The United Nations High Commissioner for Refugees (UNHCR) said Pakistan’s plans to repatriate Afghan refugees can lead to serious violation of human rights.
According to UNHCR, thousands of Afghan refugees, 60 percent of them children, have been forcefully deported from Pakistan.
“The refugees’ expulsion from Pakistan is quite complicated and systematic, it sometimes gets severe and sometimes slow. It is right that camps have been made and refugees are taken into them,” said Mir Ahmad Rauf, head of the Afghan refugees union in Pakistan.
Earlier, the deputy Minister of Economy, Abdul Latif Nazari, told Tolonews that, “they [refugees] are economic and educational assets for our country, we have a plan for them to absorb them in government and private sector to live a better life.”

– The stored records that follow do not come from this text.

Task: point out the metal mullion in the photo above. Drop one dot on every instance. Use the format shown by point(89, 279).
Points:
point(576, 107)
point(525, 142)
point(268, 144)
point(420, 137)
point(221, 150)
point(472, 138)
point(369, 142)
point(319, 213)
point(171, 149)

Meanwhile, the Islamic Emirate’s General Consul in Karachi said that the tracking and identification of documented Afghan refugees have been facilitated.
Following the negotiations with Pakistani authorities, documented refugees are no longer taken to camps, said Abdul Jabar Takhari.
“They [Pakistani police] would arrest documented refugees and take them into the centers where undocumented ones are being kept. Now the refugees are tracked and identified in their neighborhoods,” said Abdul Jabar Takhari, the General Consul of the Islamic Emirate in Karachi.
Afghan refugees who have recently returned to the country complain about the ill treatment of Pakistan’s authorities.
“They [Pakistani police] would come to camps and would harass us and would extort us,” said Daud, a Pakistan-based Afghan refugee.
The Afghan refugees’ expulsion from Pakistan has accelerated as civil and refugees activists in Pakistan continue to call on the country’s caretaker government to stop the repatriation.
The UN Under-Secretary-General, Martin Griffiths said he has allocated $10 million to support Afghan refugees returning from Pakistan.